“Karapatan strongly urges President Rodrigo R. Duterte to rethink his statement on the termination of peace talks between the Government of the Republic of the Philippines (GRP) and the National Democratic Front of the Philippines (NDFP)” opened the human rights group in a February 6 statement.

The group believed that the Duterte’s backing out from peace talks will bring more suffering to the people and pointed out the Philippine military as perpetrators of human rights violations during the time of ceasefire and active phase of peace negotiations from June 2016 to January 2017.

“Pres. Duterte should see that one big roadblock is the Armed Forces of the Philippines (AFP) being warmongers and peace saboteurs, within and outside the peace process,” continued the statement.

Karapatan cited political killings, enforced disappearances, illegal arrests and detention, threats and harassment of village residents were perpetrated by the AFP without let-up, exposing the GRP’s unilateral ceasefire “as a sham.”

Karapatan tallied 10 extrajudicial killings, 2 enforced disappearances and 25 illegal arrests and detention and thousands affected in cases of AFP encampment of schools, medical, religious and public places, and cases of threats against civilians due to indiscriminate firing, bombing, artillery fire, landmines, etc. The group submitted their report of GRP political and civil rights violations from August 21 to December 26, 2016 during the peace talks.

The group also pointed out that the AFP is standing in the way of the release of political prisoners, as Duterte himself admitted.

Until recently, Duterte committed to release the political prisoners in compliance with peace talks agreements.

READ: The trail of the promise to release political prisoners

“Ultimately, it is the people who will suffer from the absence of GRP-NDFP official peace talks. History has shown that militarist measures such as counter-insurgency programs never led to the solution of armed rebellion in the country. They instead lead to human and people’s rights violations against the masses in rural and urban communities,” said Karapatan.

Deal with issues on the formal peace table

The Philippine Ecumenical Peace Platform (PEPP) on February 8 called on both the GRP and the NDFP “to resume the formal peace talks in order to address the roots of the armed conflict despite recent developments that threaten to scuttle it for good.”

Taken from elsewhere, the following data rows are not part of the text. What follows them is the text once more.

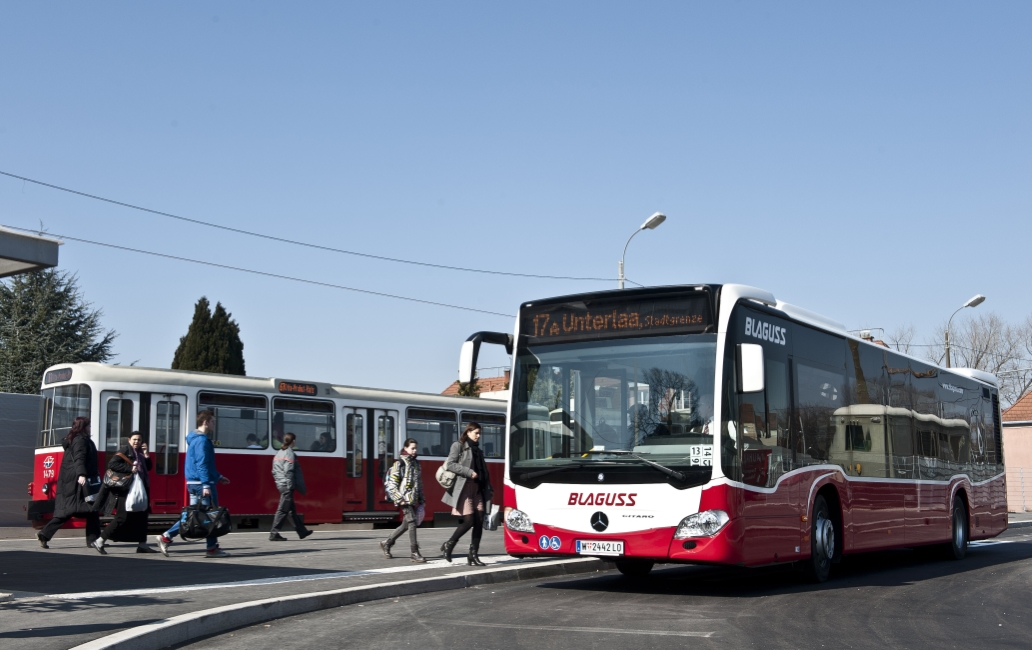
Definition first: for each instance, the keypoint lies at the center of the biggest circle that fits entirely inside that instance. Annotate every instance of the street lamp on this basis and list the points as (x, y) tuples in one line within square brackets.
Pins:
[(975, 301), (651, 224)]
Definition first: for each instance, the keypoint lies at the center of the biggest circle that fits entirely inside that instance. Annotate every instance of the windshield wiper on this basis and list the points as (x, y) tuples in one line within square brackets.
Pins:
[(526, 476), (673, 474)]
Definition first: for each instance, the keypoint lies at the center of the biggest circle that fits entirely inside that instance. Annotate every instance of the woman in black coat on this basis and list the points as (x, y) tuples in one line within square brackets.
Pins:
[(126, 526), (77, 466)]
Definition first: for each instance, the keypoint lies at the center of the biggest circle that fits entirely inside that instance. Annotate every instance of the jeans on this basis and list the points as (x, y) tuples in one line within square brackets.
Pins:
[(409, 523), (287, 509), (92, 526), (195, 492)]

The PEPP took note of recent developments that, in just over the weekend, threatened the work for peace.

“Negotiations should not be bogged down by accusations and counter-accusations. Outstanding issues should be threshed out in principled dialogue over the negotiating table where great strides towards peace have been made in the last three formal rounds of talks between the two parties facilitated by the Royal Norwegian Government,” said the statement.

The PEPP said that the parties should make use of the Supplemental Guidelines to the Joint Monitoring Committee under the Comprehensive Agreement on Respect for Human Rights and International Humanitarian Law (CARHRIHL) to address the accusations of both parties that have led to the present breakdown. The Supplemental Guidelines was signed within the third round of peace talks from January 19 to 25.

“The PEPP has always maintained that all signed agreements that were painstakingly negotiated by both parties are signs of hope and should be honored to serve as building blocks for a better future. This recent crisis in the peace talks shows how fragile the peace negotiations are and the people’s vigilance is needed to see to it that the parties involved stay on course,” said the statement.

The PEPP is a platform working for a just and enduring peace by supporting the peace process between the GRP-NDFP. PEPP includes the Catholic Bishop’s Conference of the Philippines (CBCP), National Council of Churches in the Philippines (NCCP), Association of Major Religious Superiors of the Philippines (AMRSP), Philippine Council of Evangelical Churches (PCEC) and the Ecumenical Bishops’ Forum (EBF).